Le laghw (serments inconsidérés) désigne une parole vide de poids intérieur, prononcée sans décision véritable. Dieu n’en tient pas rigueur, car elle ne procède pas d’un vouloir ferme. En revanche, lorsque le cœur « acquiert » une intention, celle-ci devient engagement. Le langage n’est pas nié, mais subordonné à la conscience qui l’anime.
Ces versets protègent la dynamique éthique et sociale. Le serment ne doit jamais devenir un obstacle à la piété, à la réconciliation ou à la justice. La loi religieuse n’est pas conçue comme un refuge pour l’inaction, mais comme une force qui pousse à réparer, unir et agir droitement.
Le cœur est présenté comme le lieu réel du pacte. Dieu ne sanctionne pas l’automatisme du langage, mais la volonté consciente qui s’y attache. Utiliser le serment comme écran à l’égoïsme ou à la négligence revient à détourner la relation à Dieu de sa finalité, qui est la purification de l’agir.
Ces versets déplacent radicalement la morale du registre formel vers l’intériorité responsable. Ils rappellent que le Nom de Dieu ne peut jamais servir d’alibi à l’inaction, au repli ou à la rupture du lien.

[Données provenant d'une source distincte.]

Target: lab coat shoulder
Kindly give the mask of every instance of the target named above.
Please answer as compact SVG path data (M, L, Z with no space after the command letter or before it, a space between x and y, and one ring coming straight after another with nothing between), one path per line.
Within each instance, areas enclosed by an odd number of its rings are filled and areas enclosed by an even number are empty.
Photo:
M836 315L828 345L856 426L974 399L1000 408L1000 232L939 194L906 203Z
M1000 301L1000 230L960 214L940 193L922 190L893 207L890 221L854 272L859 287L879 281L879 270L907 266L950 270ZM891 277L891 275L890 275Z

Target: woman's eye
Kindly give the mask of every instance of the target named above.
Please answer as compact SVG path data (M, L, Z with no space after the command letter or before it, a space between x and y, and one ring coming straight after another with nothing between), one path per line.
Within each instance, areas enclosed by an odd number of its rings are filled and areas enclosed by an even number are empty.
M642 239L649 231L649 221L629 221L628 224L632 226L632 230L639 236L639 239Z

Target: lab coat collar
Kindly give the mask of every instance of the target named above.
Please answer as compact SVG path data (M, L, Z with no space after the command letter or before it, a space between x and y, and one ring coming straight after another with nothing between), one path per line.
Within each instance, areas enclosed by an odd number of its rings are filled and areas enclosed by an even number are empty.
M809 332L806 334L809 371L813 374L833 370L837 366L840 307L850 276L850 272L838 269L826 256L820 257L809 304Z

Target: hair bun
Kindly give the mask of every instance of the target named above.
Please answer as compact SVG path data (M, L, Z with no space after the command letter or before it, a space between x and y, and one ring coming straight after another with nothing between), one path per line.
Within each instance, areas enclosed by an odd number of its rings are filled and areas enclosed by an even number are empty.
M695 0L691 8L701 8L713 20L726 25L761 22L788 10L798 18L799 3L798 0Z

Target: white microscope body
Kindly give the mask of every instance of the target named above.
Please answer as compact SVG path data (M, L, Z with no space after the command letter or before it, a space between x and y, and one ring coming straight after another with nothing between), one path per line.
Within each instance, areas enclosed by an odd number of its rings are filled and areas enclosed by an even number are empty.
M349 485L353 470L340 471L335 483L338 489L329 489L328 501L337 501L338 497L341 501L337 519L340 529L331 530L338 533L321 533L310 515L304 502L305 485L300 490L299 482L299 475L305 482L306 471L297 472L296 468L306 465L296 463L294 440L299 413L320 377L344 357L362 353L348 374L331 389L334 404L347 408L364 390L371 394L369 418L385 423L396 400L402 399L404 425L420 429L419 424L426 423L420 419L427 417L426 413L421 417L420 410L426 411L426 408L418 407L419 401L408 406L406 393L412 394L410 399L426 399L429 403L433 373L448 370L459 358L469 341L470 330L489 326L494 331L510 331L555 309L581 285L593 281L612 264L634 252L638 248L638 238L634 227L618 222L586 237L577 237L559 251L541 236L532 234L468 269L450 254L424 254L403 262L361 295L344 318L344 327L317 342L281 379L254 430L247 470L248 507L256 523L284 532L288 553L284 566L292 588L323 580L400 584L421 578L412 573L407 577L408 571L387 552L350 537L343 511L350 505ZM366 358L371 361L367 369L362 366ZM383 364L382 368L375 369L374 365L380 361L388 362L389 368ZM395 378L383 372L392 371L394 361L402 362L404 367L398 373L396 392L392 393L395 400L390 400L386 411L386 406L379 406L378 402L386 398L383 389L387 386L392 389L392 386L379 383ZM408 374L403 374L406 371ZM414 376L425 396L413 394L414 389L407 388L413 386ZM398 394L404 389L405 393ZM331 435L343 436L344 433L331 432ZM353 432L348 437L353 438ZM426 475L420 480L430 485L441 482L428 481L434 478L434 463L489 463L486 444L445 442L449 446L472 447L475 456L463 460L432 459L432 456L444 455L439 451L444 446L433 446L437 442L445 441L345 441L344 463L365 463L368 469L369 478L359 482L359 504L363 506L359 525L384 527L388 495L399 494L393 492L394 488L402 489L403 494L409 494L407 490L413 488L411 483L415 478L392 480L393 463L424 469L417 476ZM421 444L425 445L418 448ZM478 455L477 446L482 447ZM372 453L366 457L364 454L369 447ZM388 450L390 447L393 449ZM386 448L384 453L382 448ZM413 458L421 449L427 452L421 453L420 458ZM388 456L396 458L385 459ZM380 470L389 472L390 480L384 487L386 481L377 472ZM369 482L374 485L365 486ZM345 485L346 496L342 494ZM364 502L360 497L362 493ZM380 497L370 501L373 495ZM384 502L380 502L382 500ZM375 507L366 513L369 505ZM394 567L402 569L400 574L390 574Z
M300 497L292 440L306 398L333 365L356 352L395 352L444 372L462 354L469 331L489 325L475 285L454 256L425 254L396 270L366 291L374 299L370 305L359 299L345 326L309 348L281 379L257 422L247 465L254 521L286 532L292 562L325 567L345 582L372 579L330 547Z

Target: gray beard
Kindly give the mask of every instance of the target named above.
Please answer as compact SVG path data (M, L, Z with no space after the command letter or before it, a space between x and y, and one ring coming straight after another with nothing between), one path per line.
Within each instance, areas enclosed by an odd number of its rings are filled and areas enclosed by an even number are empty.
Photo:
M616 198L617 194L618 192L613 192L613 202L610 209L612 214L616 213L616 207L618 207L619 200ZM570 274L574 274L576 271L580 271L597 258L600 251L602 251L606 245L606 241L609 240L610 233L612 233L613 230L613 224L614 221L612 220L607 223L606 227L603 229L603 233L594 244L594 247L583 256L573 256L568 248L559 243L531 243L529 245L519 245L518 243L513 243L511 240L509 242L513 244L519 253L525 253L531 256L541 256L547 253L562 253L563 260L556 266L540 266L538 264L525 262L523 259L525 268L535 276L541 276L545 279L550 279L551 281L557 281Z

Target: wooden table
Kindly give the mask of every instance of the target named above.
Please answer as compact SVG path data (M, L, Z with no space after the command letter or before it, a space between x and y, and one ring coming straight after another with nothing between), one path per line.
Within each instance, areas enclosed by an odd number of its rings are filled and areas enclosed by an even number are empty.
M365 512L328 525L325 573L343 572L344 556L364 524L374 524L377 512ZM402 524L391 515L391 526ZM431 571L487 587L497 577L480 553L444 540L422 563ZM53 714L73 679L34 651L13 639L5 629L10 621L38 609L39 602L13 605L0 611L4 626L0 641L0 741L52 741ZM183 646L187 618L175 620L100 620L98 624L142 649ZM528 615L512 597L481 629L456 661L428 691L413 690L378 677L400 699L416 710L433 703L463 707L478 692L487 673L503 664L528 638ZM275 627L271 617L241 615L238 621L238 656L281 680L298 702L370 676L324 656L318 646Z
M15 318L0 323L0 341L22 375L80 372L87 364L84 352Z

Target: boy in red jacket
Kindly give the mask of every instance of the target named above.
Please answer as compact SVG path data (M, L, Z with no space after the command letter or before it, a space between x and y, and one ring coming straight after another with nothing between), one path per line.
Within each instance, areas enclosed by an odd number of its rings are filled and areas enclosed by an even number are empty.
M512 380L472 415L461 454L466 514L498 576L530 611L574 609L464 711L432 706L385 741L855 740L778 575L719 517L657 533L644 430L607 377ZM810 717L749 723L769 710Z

Jurer pour ne pas faire le bien est une contradiction spirituelle : le rappel de Dieu est fait pour ouvrir, réparer et réconcilier, non pour figer les positions.
Dans un monde saturé de paroles, de promesses et de déclarations sans lendemain, le texte coranique opère un tri lucide. Toutes les paroles ne se valent pas. Celles qui sont prononcées par habitude ou sans conscience n’engagent pas l’être en profondeur. En revanche, lorsqu’une intention mûrit dans le cœur, elle crée une responsabilité réelle, qui lie la personne devant Dieu.
Ces versets offrent ainsi une critique implicite des sociétés où la parole devient stratégique, réversible, utilitaire. Le Coran exige une unité intérieure entre dire et vouloir, entre invoquer et agir. Il rappelle que la véritable fidélité ne se mesure pas à la multiplication des serments, mais à la cohérence silencieuse entre le cœur, l’acte et la conscience de la rencontre finale avec Dieu.